De vains efforts diplomatiques
Le mercredi même où il a annoncé une offensive sur Rafah, le Premier ministre israélien a rejeté une proposition du Hamas. Celle-ci prévoyait trois phases de 45 jours, soit 135 jours au total, devant servir à la libération progressive de tous les otages israéliens en échange de centaines de prisonniers palestiniens et du retrait des troupes israéliennes de Gaza. "Nous sommes sur la voie d'une victoire absolue", a-t-il déclaré, ajoutant que "l'opération durerait des mois et non des années. Il n'y a pas d'autre solution".

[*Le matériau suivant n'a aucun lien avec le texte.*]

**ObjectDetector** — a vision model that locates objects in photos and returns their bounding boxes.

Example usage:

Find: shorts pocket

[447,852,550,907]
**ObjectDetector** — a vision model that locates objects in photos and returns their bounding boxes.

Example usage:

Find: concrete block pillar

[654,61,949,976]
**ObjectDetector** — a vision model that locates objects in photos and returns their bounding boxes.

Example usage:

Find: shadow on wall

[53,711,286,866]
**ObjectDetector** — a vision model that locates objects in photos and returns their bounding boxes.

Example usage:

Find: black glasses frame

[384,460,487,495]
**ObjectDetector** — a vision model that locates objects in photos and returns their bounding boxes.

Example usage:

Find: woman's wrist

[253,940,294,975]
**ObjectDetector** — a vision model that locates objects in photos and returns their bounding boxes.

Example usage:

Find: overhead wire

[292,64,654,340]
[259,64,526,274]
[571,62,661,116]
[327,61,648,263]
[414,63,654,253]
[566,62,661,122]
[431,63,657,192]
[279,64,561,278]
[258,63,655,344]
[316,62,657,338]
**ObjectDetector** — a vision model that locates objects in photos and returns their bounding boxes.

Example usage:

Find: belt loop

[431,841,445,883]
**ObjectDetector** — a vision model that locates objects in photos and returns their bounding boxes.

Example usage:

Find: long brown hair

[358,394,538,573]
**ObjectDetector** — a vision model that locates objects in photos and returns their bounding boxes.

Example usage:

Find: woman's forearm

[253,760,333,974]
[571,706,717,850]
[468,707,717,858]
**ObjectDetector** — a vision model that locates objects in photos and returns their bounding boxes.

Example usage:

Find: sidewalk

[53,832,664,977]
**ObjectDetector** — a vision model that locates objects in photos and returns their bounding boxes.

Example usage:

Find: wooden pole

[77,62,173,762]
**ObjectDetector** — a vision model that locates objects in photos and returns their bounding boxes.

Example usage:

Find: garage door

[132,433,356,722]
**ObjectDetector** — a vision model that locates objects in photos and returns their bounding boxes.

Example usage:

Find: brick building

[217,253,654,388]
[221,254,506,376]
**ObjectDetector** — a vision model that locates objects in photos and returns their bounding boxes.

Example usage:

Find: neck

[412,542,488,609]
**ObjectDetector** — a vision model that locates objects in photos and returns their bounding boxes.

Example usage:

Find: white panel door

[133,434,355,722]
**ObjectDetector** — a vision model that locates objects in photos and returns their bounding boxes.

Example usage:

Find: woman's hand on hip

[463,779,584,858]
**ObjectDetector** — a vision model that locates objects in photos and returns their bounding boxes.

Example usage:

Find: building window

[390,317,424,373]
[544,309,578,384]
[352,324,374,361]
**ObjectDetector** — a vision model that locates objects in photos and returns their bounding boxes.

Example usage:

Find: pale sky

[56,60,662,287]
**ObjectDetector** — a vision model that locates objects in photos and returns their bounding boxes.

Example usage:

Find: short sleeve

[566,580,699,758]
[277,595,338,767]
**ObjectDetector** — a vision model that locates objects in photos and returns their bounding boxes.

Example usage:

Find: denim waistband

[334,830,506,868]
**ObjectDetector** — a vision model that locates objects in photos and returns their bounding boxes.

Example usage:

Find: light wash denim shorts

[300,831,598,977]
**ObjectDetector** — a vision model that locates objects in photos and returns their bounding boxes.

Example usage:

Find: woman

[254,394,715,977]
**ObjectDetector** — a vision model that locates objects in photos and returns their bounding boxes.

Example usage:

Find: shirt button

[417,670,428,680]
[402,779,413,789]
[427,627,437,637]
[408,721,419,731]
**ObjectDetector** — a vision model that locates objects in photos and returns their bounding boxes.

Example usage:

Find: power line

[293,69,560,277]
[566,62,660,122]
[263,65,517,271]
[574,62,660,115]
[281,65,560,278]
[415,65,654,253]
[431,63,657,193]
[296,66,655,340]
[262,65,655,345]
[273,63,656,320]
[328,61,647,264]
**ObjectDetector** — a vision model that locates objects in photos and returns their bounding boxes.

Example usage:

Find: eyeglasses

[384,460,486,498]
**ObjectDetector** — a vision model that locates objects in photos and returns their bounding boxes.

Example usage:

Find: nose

Netanyahou exclut toujours tout accord qui laisserait au Hamas le contrôle total ou partiel de la bande de Gaza, martelant qu'Israël était la "seule puissance" capable de garantir la sécurité à long terme. Sa déclaration intervenait peu après sa rencontre avec Antony Blinken, chef de la diplomatie US. Ce dernier se montre toujours optimiste, malgré la déclaration du haut responsable israélien.
"Bien qu'il y ait des choses inacceptables dans la réponse du Hamas, nous pensons que cela crée un espace pour parvenir à un accord, et nous y travaillerons sans relâche jusqu'à y arriver", a-t-il déclaré. Le secrétaire d'Etat était en tournée au Moyen-Orient pour faire avancer les négociations de cessez-le-feu et faire pression sur l'Arabie saoudite pour que cet Etat normalise ses relations avec Tel-Aviv. En échange, Riyad exige "une voie claire, crédible et limitée dans le temps vers l'établissement d'un Etat palestinien".
Il s'agit, pour le chancelier allemand Olaf Scholz, de la "seule solution durable". "Cela doit être valable pour Gaza et la Cisjordanie", dit-il, appelant à "un rôle central" d'une "Autorité palestinienne réformée".
Avant la rencontre Blinken-Netanyahou, le ministre français des Affaires étrangères Stéphane Séjourné, s'est rendu lundi en Cisjordanie occupée, à Ramallah, siège de l'Autorité palestinienne. Il a rencontré son homologue palestinien Riyad al-Malki, puis le président Mahmoud Abbas. "J'ai réitéré la demande française d'un cessez-le-feu durable à Gaza pour des questions humanitaires", a-t-il déclaré.
De leur côté, l'Égypte et le Qatar, à l'origine de la première proposition de trêve, parrainent déjà un nouveau cycle de négociations qui a débuté jeudi 8 février au Caire. Le Hamas a annoncé qu'une délégation menée par Khalil al-Hayya, haut responsable de son bureau politique, se déplacerait au Caire. Le mouvement palestinien se dit toujours "ouvert" aux négociations malgré le rejet de ses dernières propositions par Israël.